You can go and get fecal implants. Now, I haven’t kept up on it, but a couple of years ago it was like 25 grand if your insurance company paid for it, obviously they paid for 80% of that or whatever it was. And then they take feces that they got out of another person who doesn’t have SIBO and supposedly has a great microbiome. I don’t know how they figure that out, but they take it and they put it in the person who has SIBO, and that helps them. That helps them to get… because they just overwhelm the system with good bacteria. It brings the balance back to normal. And a person feels good for a while, for a while, not forever. Why for a while? They can only feel good for a while because they haven’t corrected what caused it in the first place. So, it’s going to come back.


It’s no different than you going online and looking for all these SIBO products. And you go and you buy $650 worth of SIBO vitamins you get on a FODMAP diet, you feel better for two, three, four, five, six weeks, two months, and then it all comes back. So, yes, antibiotics kill SIBO, antibiotics kill the bad and the good bacteria, they wipe out SIBO. If you have done this, and if it’s couple of months out, it’s probably too late to start doing the probiotics because you may have started developing SIBO again because you haven’t corrected the thing that caused it. And then you could start taking the probiotics and then you start to bloat again, and then you’re going to go like, “What the hell is going on here?” That’s what the hell is going on there. You haven’t fixed the problem. You’re developing it again. And so, now if you take the antibiotic and the probiotics too late, now you could actually blow yourself up.

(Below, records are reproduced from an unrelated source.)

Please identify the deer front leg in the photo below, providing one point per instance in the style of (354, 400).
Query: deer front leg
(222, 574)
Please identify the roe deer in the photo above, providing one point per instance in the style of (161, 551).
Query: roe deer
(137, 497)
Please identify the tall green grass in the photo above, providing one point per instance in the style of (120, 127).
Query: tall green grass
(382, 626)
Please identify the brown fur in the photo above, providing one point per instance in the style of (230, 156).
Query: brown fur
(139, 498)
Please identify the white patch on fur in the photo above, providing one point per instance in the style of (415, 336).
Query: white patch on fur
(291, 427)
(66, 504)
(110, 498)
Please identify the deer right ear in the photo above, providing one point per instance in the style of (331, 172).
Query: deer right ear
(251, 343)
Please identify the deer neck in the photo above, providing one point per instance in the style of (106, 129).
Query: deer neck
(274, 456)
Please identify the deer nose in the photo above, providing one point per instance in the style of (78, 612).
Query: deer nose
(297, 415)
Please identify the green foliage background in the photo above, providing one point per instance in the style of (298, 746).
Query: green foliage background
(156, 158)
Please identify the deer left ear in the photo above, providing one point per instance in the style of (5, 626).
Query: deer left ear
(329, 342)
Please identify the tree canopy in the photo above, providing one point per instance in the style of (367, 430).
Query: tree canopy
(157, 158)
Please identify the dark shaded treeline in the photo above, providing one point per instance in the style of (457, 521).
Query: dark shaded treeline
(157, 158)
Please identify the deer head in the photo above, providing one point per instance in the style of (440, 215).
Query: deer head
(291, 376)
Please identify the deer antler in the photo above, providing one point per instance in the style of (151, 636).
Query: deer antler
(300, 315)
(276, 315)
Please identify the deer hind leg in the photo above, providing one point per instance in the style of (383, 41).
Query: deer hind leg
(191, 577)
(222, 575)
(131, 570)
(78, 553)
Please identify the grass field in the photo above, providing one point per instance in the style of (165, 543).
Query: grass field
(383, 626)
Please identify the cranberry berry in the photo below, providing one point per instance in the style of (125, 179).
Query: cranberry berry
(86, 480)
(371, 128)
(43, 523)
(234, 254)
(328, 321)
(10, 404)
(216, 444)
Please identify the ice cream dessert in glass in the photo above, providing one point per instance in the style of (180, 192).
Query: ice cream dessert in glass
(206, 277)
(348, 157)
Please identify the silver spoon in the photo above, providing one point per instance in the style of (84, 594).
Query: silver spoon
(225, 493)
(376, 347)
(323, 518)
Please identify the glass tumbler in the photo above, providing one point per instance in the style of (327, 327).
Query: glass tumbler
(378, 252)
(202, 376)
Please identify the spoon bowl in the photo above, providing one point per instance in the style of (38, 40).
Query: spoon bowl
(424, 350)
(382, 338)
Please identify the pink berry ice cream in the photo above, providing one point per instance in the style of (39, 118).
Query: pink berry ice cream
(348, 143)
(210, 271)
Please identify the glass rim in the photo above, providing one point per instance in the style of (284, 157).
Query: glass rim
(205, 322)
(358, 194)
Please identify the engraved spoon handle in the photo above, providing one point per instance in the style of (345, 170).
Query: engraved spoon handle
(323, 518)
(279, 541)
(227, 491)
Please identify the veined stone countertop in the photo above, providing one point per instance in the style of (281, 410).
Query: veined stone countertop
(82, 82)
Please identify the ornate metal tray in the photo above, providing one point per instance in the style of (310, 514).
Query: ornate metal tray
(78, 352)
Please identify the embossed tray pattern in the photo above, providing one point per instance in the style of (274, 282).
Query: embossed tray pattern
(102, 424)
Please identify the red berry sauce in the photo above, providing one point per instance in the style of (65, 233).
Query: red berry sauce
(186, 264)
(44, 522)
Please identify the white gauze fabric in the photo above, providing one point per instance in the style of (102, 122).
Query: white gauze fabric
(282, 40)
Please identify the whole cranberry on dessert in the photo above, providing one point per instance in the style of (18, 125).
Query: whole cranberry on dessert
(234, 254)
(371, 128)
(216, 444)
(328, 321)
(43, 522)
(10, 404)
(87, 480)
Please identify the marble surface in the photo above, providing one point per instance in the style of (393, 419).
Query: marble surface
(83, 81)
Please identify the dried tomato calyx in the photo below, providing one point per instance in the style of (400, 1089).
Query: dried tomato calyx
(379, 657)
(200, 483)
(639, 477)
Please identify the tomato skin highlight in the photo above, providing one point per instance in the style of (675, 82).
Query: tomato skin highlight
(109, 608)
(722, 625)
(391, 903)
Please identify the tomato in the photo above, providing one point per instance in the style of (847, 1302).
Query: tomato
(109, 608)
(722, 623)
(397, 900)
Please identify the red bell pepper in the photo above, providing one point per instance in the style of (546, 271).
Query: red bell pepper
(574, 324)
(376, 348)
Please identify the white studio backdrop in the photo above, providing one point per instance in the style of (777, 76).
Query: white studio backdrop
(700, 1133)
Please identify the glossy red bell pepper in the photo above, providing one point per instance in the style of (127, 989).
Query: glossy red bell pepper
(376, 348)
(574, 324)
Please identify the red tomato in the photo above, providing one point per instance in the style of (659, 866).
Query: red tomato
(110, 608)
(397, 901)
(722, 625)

And there are probiotics out there that you can take at that time that have removed all the strains that’ll blow up your seatbelt. That is the person who just went through antibiotics that went away. It’s three or four months later. Now they’re listening to this and they’re like, :”Oh my God, I got to put probiotics in there.” And they’re going to put it in there, and then they’re going to blow up and they’re going to go like, “What do you tell me to do that for?” So, I’m telling you not to do that. But there are probiotics that have taken out the strains.


I use one called Sibiotica it’s from Apex. I’m not a show for Apex. I don’t get any money from Apex. I use lots of different companies, but that happens to be one of the primary ones that I use. And you can use that one. It’s called Sibiotica because it has taken out all the strains that would blow up SIBO, and you can start to reinoculate yourself with that. Takes a little bit longer, but still just know, even doing that is not going to stop you from not getting a SIBO again because you haven’t taken care of the things kind of upstream that have caused the SIBO in the first place.


So yes, antibiotics work, but that’s the full context of how antibiotics work and their limitation. They will eliminate the immediate infection. But that’s it. But that’s it. And if you haven’t done anything else, it’s coming back. So that Mary is my experience and my understanding, I think it’s backed up in the literature of antibiotics and their effectiveness in getting rid of small intestinal bacterial overgrowth.